Drapeaux en berne pour Yvan Colonna en Corse : une « sorte d’insulte à l’État français », selon Gérald Darmanin
La mise en berne des drapeaux en Corse après la mort d’Yvan Colonna sont une « sorte d’insulte à l’État français et à la famille Erignac », a dénoncé ce jeudi le ministre de l’Intérieur Gérald Darmanin.
Les « propos tenus » par Gilles Simeoni, président de la collectivité de Corse, ou « les gestes qu’il fait sont une sorte d’insulte, pour la famille Érignac, pour l’État français, pour les représentants de l’État », a déclaré Gérald Darmanin, interrogé dans l’émission C à vous sur France 5.
La collectivité de Corse avait mis mardi ses drapeaux en berne à l’annonce du décès d’Yvan Colonna. Un geste déjà qualifié de « faute » et « inapproprié » par le Président Emmanuel Macron mercredi.
On comprends pourquoi Darmanin s’est précipité à parler d’autonomie de la Corse.
Il savait probablement l’état de santé de Colonna et les conséquences de sa mort prochaine dans les rues de Bastia d’ici peu… https://t.co/vD1NxbaXrW— Pierre Gentillet (@Pierre_GTIL) March 21, 2022
La mort du militant indépendantiste Yvan Colonna agressé en prison où il purgeait sa peine pour l’assassinat du préfet Claude Erignac a suscité une vague d’émotions en Corse.
« Je ne veux pas qu’il y ait de concurrence des morts mais monsieur Colonna (…) n’était pas un héros, c’est un assassin, il avait assassiné un préfet », a ajouté le ministre de l’Intérieur, qui a été chargé par Emmanuel Macron d’être le nouveau Monsieur Corse du gouvernement, après Jacqueline Gourault.
M. Darmanin s’est rendu en Corse la semaine dernière en s’engageant à ouvrir des discussions, notamment sur les conditions d’une possible autonomie de l’île.
Deux lignes rouges
« Il y a deux lignes rouges », a rappelé M. Darmanin jeudi. « Il n’y aura pas deux types de peuple dans la République.
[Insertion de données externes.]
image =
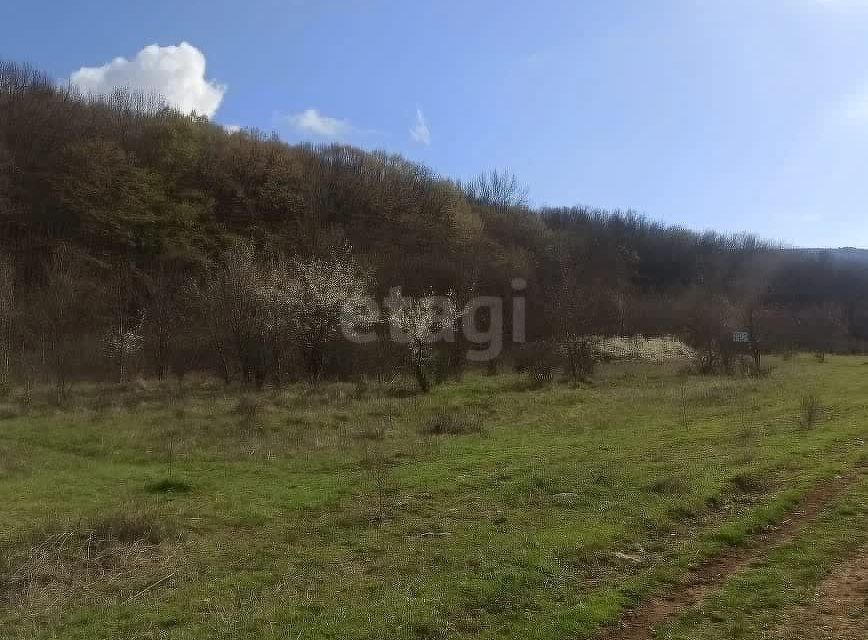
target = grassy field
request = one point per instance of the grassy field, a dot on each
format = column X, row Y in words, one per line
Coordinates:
column 485, row 509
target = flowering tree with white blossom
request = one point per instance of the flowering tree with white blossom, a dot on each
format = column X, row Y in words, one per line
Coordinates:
column 420, row 322
column 122, row 342
column 315, row 299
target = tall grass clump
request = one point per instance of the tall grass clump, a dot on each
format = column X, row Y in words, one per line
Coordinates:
column 809, row 410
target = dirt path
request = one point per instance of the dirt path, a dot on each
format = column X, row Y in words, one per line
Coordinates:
column 840, row 607
column 639, row 624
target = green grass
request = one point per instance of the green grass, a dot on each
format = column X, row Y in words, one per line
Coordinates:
column 485, row 509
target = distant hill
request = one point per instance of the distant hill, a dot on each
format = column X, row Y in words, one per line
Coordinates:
column 849, row 254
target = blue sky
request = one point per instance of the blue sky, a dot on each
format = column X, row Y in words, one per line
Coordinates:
column 727, row 114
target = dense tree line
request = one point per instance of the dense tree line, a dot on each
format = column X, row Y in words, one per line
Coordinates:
column 133, row 235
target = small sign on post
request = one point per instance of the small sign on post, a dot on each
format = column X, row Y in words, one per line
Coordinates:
column 741, row 337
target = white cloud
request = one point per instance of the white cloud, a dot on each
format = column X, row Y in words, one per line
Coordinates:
column 312, row 121
column 177, row 73
column 420, row 131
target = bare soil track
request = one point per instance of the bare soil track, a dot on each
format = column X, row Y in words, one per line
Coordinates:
column 840, row 607
column 640, row 623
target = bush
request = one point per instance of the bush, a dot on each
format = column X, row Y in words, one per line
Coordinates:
column 449, row 422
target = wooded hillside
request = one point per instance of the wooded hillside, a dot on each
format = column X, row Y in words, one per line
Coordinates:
column 113, row 211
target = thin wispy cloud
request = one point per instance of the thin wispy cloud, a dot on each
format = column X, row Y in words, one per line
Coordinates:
column 420, row 132
column 313, row 122
column 177, row 73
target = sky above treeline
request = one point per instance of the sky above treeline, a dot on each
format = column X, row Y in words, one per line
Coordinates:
column 734, row 115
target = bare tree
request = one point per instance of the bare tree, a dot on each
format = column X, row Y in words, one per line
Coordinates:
column 230, row 299
column 8, row 318
column 500, row 190
column 62, row 308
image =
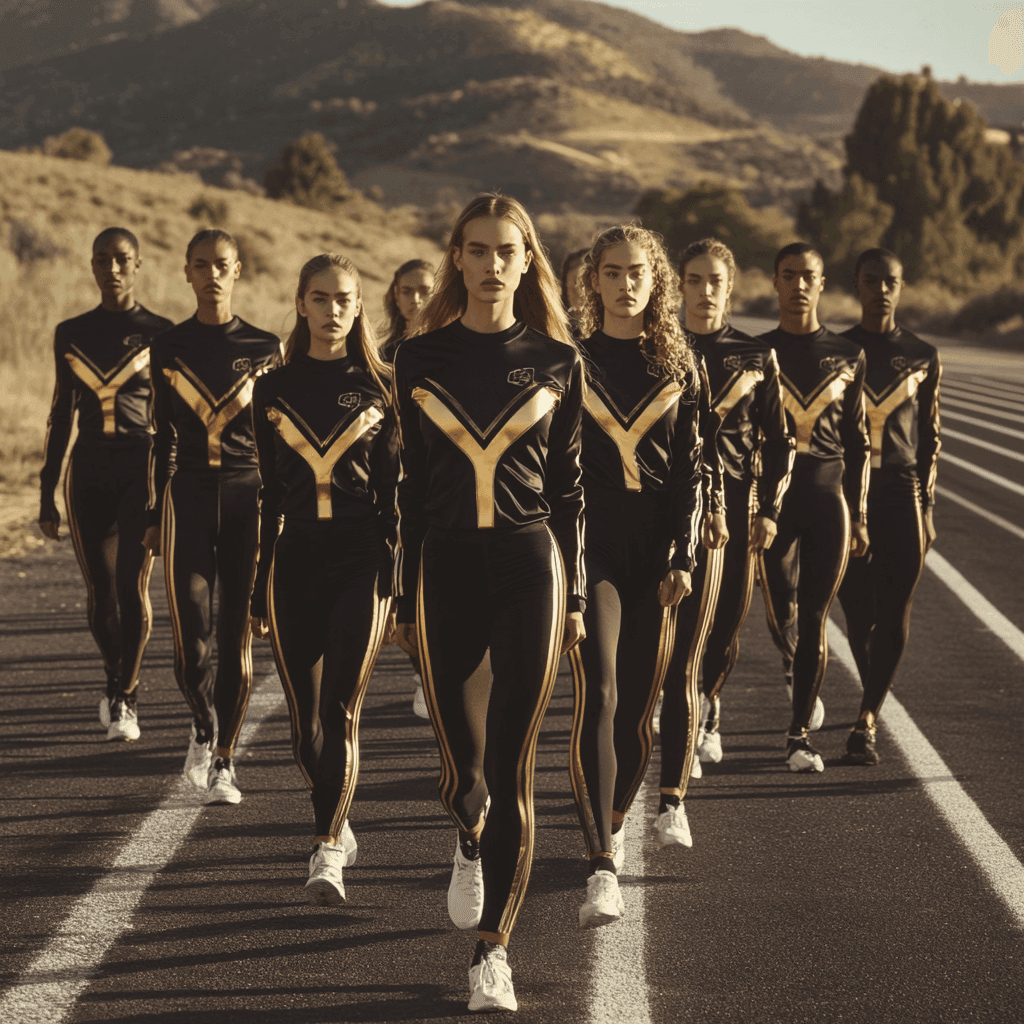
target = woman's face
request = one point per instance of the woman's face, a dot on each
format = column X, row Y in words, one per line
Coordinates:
column 412, row 291
column 330, row 304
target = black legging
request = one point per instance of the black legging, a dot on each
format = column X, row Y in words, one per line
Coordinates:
column 105, row 493
column 878, row 590
column 620, row 667
column 210, row 537
column 681, row 710
column 503, row 589
column 329, row 603
column 801, row 572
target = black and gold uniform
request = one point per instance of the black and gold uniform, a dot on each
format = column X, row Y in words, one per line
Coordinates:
column 901, row 392
column 206, row 493
column 328, row 461
column 822, row 378
column 102, row 370
column 491, row 555
column 745, row 400
column 642, row 472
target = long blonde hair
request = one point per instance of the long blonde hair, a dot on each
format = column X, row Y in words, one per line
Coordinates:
column 361, row 342
column 664, row 340
column 538, row 302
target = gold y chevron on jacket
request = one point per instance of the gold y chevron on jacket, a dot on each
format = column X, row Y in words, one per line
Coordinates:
column 628, row 429
column 805, row 411
column 485, row 446
column 105, row 386
column 215, row 414
column 322, row 456
column 881, row 407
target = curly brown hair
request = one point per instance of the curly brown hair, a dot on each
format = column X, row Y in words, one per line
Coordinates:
column 664, row 341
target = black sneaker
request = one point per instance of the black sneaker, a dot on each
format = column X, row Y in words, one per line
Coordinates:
column 860, row 748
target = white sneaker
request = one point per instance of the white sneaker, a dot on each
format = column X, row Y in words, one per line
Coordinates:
column 221, row 787
column 348, row 845
column 420, row 702
column 619, row 848
column 800, row 756
column 465, row 890
column 604, row 902
column 198, row 762
column 491, row 983
column 122, row 720
column 674, row 827
column 325, row 887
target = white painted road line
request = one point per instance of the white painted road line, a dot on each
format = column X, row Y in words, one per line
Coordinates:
column 975, row 408
column 977, row 603
column 1004, row 871
column 997, row 520
column 975, row 422
column 50, row 986
column 983, row 473
column 617, row 982
column 956, row 435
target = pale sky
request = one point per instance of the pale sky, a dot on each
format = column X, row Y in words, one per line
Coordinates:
column 953, row 38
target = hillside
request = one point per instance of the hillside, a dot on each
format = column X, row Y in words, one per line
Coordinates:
column 51, row 209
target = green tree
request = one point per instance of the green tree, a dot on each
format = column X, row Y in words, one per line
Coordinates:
column 79, row 143
column 308, row 175
column 922, row 180
column 714, row 209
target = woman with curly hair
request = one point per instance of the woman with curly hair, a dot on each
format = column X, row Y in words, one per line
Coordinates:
column 642, row 476
column 488, row 396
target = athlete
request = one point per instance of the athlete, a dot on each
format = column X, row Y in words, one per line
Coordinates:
column 407, row 295
column 328, row 462
column 747, row 403
column 102, row 370
column 901, row 391
column 824, row 516
column 206, row 496
column 573, row 295
column 642, row 477
column 491, row 549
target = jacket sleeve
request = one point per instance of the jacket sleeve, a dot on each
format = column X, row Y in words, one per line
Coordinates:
column 856, row 444
column 165, row 437
column 384, row 478
column 929, row 426
column 694, row 474
column 57, row 430
column 777, row 448
column 563, row 487
column 269, row 501
column 412, row 494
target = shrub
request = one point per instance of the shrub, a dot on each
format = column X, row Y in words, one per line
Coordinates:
column 308, row 175
column 79, row 143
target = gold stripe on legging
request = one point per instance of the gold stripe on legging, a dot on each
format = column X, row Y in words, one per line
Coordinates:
column 527, row 756
column 577, row 776
column 645, row 731
column 76, row 537
column 382, row 609
column 706, row 617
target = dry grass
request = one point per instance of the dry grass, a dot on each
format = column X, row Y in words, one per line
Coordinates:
column 64, row 204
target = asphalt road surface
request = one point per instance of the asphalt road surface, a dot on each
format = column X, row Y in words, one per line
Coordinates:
column 886, row 894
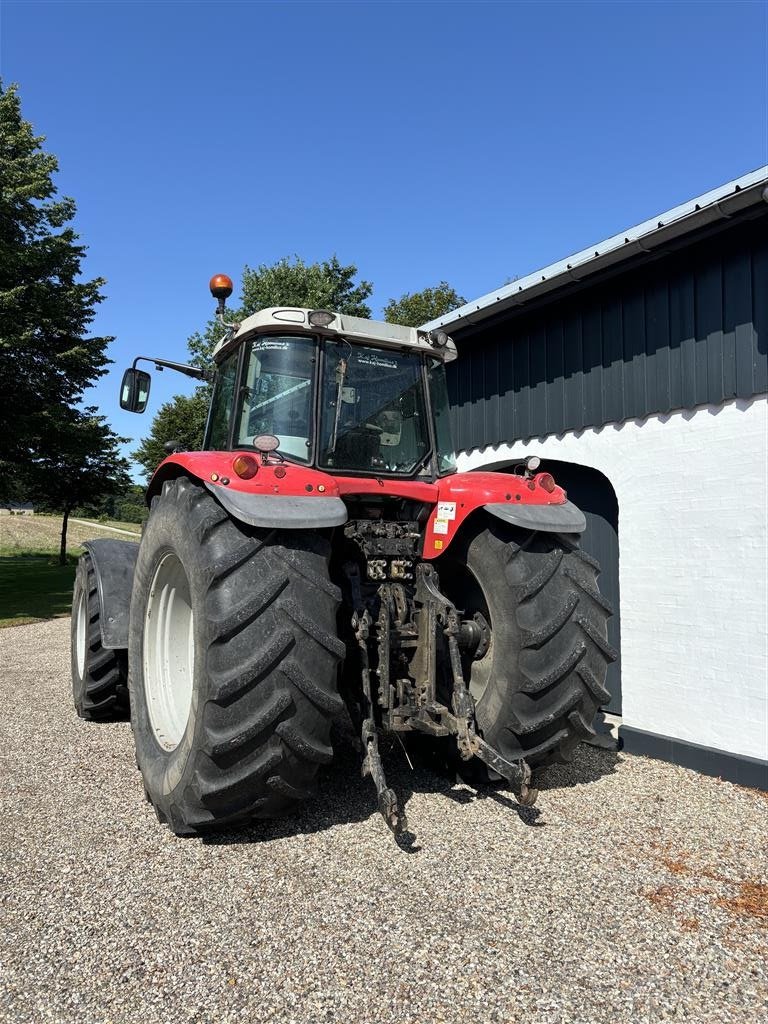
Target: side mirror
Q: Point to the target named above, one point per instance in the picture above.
(134, 391)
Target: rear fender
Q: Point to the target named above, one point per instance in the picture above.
(281, 495)
(514, 499)
(114, 563)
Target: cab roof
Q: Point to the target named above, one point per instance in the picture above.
(292, 320)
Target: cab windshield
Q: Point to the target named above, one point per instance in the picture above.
(373, 410)
(276, 394)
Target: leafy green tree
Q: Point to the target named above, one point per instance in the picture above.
(46, 358)
(415, 308)
(182, 420)
(78, 466)
(327, 285)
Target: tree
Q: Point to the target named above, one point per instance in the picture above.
(78, 466)
(46, 359)
(182, 420)
(327, 285)
(415, 308)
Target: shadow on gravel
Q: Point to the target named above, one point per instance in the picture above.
(589, 765)
(345, 798)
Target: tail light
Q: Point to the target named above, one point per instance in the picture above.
(246, 466)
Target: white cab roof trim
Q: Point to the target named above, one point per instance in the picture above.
(650, 235)
(291, 320)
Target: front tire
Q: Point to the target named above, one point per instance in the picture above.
(98, 675)
(541, 680)
(233, 658)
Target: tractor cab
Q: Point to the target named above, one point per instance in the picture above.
(343, 394)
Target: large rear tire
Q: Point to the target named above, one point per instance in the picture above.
(542, 679)
(233, 659)
(98, 675)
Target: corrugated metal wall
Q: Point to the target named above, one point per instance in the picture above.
(688, 330)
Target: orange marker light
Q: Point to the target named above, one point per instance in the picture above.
(547, 481)
(245, 466)
(221, 286)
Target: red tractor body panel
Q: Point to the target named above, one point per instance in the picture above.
(454, 498)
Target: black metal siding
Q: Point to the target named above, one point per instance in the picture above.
(688, 329)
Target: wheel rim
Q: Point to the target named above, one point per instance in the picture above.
(81, 632)
(169, 652)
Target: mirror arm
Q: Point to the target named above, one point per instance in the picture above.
(182, 368)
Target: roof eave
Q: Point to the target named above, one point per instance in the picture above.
(719, 204)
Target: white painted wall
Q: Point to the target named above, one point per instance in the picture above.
(693, 565)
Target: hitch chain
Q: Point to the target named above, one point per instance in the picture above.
(372, 765)
(422, 712)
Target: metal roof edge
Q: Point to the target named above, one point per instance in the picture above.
(719, 203)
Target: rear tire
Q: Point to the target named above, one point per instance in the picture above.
(231, 719)
(542, 680)
(98, 674)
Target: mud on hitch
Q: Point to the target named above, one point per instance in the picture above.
(410, 638)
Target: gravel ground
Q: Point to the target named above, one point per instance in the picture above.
(635, 891)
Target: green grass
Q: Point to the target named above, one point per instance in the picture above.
(34, 587)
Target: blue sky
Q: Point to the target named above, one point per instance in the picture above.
(421, 141)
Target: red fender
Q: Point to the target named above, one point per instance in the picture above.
(454, 498)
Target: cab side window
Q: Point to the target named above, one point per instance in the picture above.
(221, 404)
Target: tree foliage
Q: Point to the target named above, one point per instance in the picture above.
(416, 308)
(78, 465)
(46, 358)
(327, 285)
(182, 420)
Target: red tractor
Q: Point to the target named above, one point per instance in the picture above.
(322, 552)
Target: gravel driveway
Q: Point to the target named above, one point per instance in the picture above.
(635, 891)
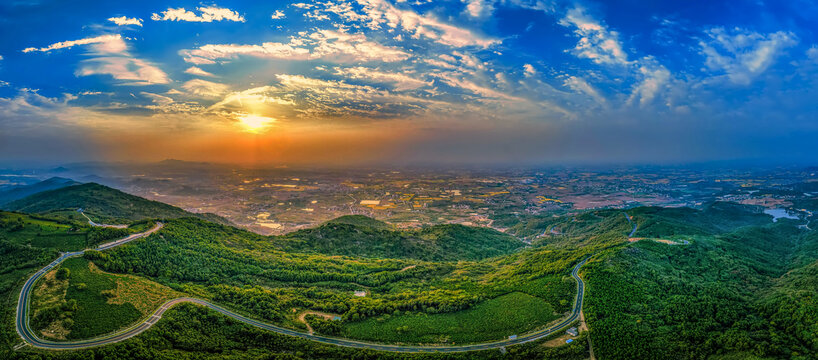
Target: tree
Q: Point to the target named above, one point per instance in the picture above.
(63, 273)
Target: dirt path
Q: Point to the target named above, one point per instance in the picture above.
(303, 318)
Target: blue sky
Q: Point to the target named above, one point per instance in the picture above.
(471, 81)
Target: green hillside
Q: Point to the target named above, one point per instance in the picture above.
(20, 192)
(367, 237)
(102, 204)
(743, 287)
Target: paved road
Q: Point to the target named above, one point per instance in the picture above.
(92, 223)
(29, 336)
(22, 318)
(632, 223)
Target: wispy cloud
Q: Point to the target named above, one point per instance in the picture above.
(321, 44)
(206, 14)
(580, 85)
(205, 88)
(596, 41)
(380, 14)
(197, 71)
(741, 54)
(122, 20)
(529, 70)
(72, 43)
(398, 81)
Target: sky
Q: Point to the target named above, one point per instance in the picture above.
(340, 82)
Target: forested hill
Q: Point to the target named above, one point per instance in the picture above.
(366, 237)
(102, 204)
(20, 192)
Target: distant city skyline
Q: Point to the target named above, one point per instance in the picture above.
(363, 82)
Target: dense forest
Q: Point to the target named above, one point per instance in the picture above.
(720, 282)
(740, 289)
(358, 235)
(102, 204)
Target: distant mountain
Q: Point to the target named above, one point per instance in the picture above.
(367, 237)
(102, 203)
(20, 192)
(359, 220)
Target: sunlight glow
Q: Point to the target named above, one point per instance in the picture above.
(256, 123)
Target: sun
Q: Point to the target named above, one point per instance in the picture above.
(255, 123)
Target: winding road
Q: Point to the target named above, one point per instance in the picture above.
(22, 319)
(632, 223)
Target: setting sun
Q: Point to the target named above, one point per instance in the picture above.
(255, 123)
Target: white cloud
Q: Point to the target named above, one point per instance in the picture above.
(205, 88)
(655, 80)
(812, 53)
(71, 43)
(479, 8)
(122, 20)
(197, 71)
(379, 13)
(582, 86)
(322, 44)
(400, 82)
(110, 57)
(596, 42)
(529, 70)
(741, 54)
(207, 14)
(483, 91)
(132, 70)
(157, 99)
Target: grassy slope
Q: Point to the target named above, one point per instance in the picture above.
(104, 302)
(218, 262)
(101, 203)
(365, 237)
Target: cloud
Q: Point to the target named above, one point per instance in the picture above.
(479, 8)
(205, 88)
(157, 99)
(110, 57)
(529, 70)
(72, 43)
(596, 42)
(741, 54)
(400, 82)
(655, 79)
(197, 71)
(459, 82)
(132, 70)
(207, 14)
(377, 14)
(122, 20)
(582, 86)
(321, 44)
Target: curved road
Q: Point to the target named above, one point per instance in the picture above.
(31, 338)
(632, 223)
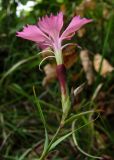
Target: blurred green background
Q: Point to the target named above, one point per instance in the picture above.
(21, 130)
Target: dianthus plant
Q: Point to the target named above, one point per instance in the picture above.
(48, 33)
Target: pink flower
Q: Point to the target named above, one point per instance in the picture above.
(47, 32)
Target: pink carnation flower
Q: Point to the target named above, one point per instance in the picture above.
(47, 32)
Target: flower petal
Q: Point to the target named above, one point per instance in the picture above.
(76, 23)
(33, 33)
(52, 25)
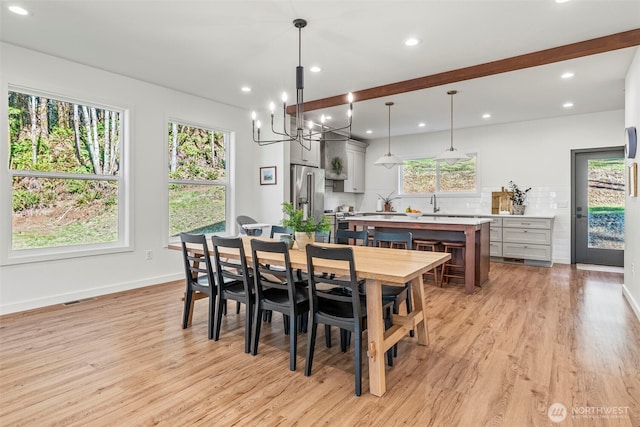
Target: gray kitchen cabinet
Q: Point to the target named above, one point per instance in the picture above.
(354, 183)
(301, 156)
(527, 239)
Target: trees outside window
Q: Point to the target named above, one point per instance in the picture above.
(426, 175)
(197, 179)
(66, 180)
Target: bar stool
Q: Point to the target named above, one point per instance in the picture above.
(450, 269)
(428, 245)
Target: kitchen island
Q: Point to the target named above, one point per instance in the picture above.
(474, 232)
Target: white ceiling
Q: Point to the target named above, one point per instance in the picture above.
(212, 48)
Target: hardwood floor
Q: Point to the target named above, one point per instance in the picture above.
(531, 337)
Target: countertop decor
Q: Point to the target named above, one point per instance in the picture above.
(387, 201)
(518, 198)
(304, 228)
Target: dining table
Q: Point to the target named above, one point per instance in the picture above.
(378, 266)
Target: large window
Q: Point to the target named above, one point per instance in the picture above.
(426, 175)
(66, 181)
(197, 179)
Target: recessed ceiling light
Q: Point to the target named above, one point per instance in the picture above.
(412, 41)
(18, 10)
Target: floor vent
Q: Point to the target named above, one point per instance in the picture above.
(78, 301)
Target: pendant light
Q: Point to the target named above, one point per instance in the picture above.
(451, 155)
(389, 160)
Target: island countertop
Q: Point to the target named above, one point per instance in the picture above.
(425, 219)
(474, 232)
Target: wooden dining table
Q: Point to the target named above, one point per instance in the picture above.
(378, 266)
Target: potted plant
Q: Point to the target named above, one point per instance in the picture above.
(387, 201)
(518, 197)
(304, 228)
(336, 165)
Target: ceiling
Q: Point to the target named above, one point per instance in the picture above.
(213, 48)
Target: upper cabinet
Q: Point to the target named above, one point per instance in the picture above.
(354, 182)
(302, 156)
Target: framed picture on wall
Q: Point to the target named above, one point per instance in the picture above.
(268, 175)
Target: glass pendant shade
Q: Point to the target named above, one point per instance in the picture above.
(451, 155)
(389, 160)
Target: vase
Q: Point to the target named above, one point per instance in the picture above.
(303, 239)
(518, 209)
(288, 239)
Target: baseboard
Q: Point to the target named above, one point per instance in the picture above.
(632, 302)
(84, 294)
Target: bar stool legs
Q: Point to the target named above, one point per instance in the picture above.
(428, 245)
(454, 268)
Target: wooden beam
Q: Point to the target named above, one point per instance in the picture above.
(542, 57)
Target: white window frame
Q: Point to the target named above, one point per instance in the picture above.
(452, 194)
(229, 140)
(9, 256)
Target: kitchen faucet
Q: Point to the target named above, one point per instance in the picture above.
(434, 202)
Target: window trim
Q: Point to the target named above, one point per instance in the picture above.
(9, 256)
(448, 194)
(226, 183)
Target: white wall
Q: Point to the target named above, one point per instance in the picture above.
(33, 285)
(631, 288)
(533, 154)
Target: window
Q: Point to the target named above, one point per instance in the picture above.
(197, 179)
(66, 180)
(426, 175)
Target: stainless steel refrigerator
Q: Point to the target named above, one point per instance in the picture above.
(307, 190)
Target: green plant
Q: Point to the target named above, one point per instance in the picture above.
(336, 165)
(387, 200)
(297, 222)
(519, 196)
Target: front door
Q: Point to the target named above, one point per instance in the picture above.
(598, 206)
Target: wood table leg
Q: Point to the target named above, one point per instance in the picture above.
(470, 262)
(418, 306)
(375, 333)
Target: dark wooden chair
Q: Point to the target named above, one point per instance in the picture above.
(234, 283)
(345, 237)
(277, 290)
(335, 302)
(199, 278)
(395, 294)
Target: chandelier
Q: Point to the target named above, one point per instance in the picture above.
(313, 131)
(451, 155)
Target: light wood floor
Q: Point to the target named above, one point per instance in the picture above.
(530, 338)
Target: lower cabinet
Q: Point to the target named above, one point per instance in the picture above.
(521, 239)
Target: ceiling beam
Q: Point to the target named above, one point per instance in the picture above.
(542, 57)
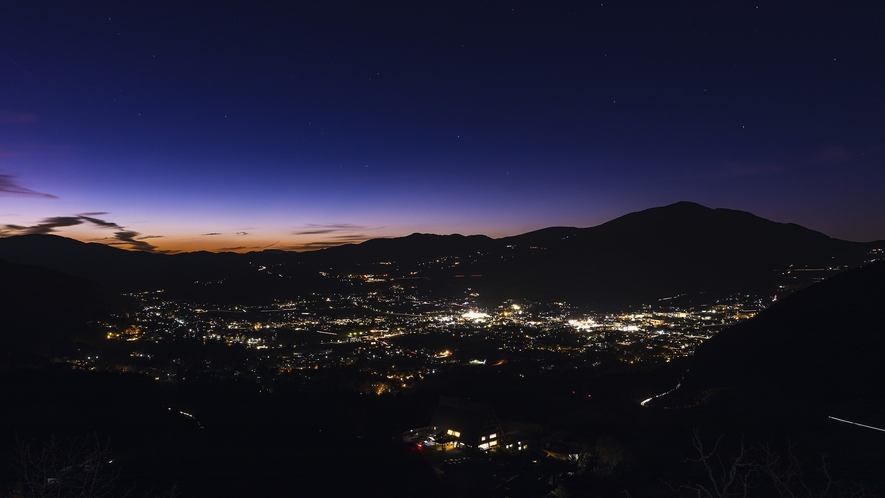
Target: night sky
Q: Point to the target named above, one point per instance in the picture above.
(184, 125)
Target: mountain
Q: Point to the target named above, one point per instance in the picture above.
(823, 343)
(45, 311)
(683, 248)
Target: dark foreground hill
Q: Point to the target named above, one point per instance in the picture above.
(788, 374)
(45, 311)
(824, 343)
(683, 248)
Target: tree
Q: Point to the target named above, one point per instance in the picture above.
(762, 468)
(76, 469)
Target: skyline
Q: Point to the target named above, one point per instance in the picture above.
(226, 126)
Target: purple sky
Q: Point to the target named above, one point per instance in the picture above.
(240, 125)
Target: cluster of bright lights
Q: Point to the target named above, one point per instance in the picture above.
(476, 316)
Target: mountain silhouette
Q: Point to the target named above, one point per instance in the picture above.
(683, 248)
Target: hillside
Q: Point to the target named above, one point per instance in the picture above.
(683, 248)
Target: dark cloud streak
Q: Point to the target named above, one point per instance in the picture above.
(122, 237)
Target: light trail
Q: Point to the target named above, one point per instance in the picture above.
(855, 423)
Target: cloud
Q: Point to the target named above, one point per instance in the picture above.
(317, 229)
(122, 237)
(133, 241)
(339, 240)
(9, 186)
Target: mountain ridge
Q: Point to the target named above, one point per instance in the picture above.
(682, 248)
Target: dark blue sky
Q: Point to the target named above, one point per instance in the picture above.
(156, 124)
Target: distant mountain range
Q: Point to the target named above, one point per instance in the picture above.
(680, 249)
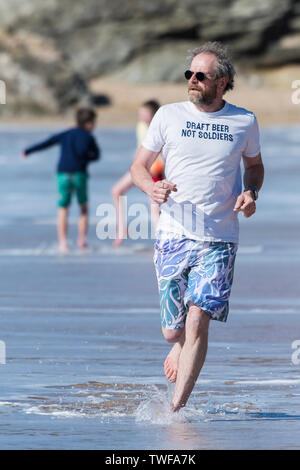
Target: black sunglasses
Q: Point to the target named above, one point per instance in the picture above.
(199, 75)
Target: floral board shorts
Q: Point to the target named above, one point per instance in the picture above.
(192, 270)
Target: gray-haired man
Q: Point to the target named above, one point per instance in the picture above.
(203, 142)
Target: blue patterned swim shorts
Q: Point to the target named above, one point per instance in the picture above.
(192, 270)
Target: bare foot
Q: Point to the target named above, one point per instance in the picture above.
(171, 362)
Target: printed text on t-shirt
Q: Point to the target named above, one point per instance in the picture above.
(204, 130)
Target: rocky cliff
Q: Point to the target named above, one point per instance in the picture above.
(50, 49)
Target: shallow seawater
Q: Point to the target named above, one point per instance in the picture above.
(84, 351)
La République c’est avec la Corse et il n’y a pas deux types de citoyens, avec notamment une co-langue et un co-statut de résident », a-t-il argumenté.
« On sait tous que c’est une terre pleine de caractère, qui a beaucoup apporté à la République, qui a ses spécificités, qu’on doit écouter et entendre, mais ça ne veut pas dire qu’on accepte des choses que la République ne peut accepter », a-t-il encore dit.